QUELQUE temps plus tard, nous étions assis au bord de la piscine, les pieds dans l’eau. Des lambeaux de vapeur flottaient au ras de la surface, et à l’autre bout du bâtiment la source ronronnait doucement, comme l’écho d’un orage lointain. Le dernier quartier de lune marquait lentement le temps en traversant l’espace d’une des vitres du toit.

— C’est si étrange, ici, la nuit, murmura Catherine. C’est comme le hall d’entrée d’un monde souterrain où il fait toujours chaud et silencieux. C’est pour ça que je murmure. Quand c’est fermé, comme là, personne ne nous entendrait dans l’hôtel même si on hurlait.

— Ne hurlez pas, murmurai-je en posant ma main sur sa bouche.

Elle rit contre mes doigts. Lorsque j’ôtai ma main, elle cria, poussant une brève note aiguë qui déchira le silence et se réverbéra de mur en mur.

— Désolée, dit-elle doucement, puis elle lâcha un petit éclat de rire dans le creux de sa main.

— Vous êtes ivre, madame, dis-je en tendant le bras pour attraper un autre verre.

Les glaçons avaient fondu, mais je le bus quand même.

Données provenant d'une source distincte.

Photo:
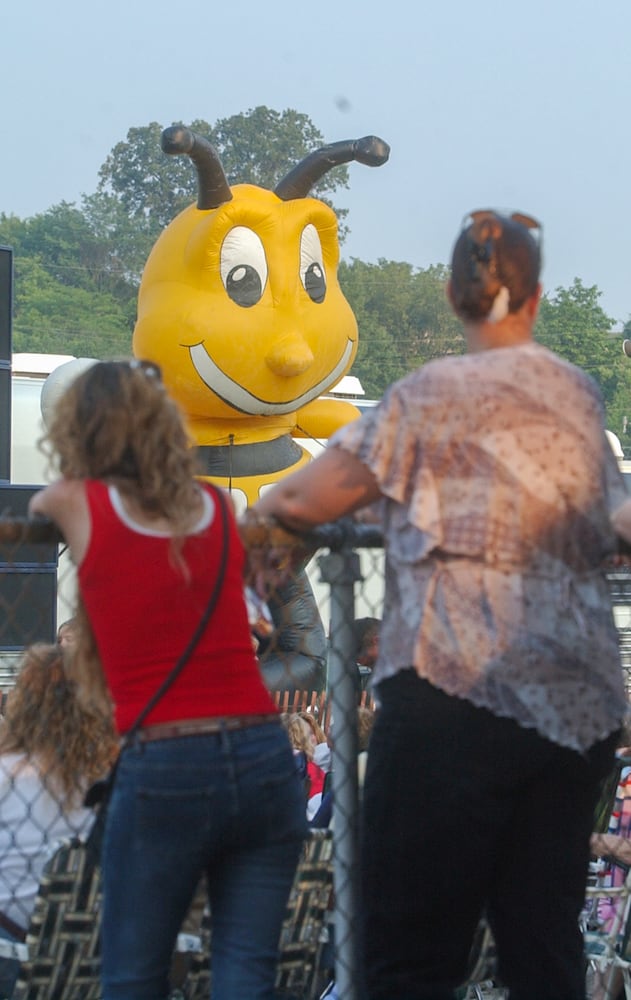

— N’est-ce pas merveilleux, dit-elle en soupirant et en se laissant aller contre moi. Je vais vous confier un secret, poursuivit-elle.

— Ce ne sera plus un secret.

— Vous ne le direz à personne, dit-elle.

— Ivre comme je suis, je ne m’en souviendrai pas.

— L’hiver, quand je viens ici le soir, je sors de l’eau, puis je cours me rouler dehors dans la neige, et je file me remettre dans l’eau.

— Tout le monde sait ça en ville, dis-je.

— Espèce d’idiot, persifla-t-elle en me donnant une petite tape sur le torse. Vous devriez essayer, un jour. C’est comme renaître.

— Se rouler nu dans la neige n’est pas l’idée que je me fais d’une expérience mystique, dis-je.

— Petite nature.

— Ce n’est pas vraiment ce qu’on a dit à Pierre après qu’il est allé se rouler dans la neige, dis-je.

— Qui ça, Pierre ?

— Pierre le fendu.

— Vous êtes nul, dit-elle. Sauf quand vous êtes merveilleux.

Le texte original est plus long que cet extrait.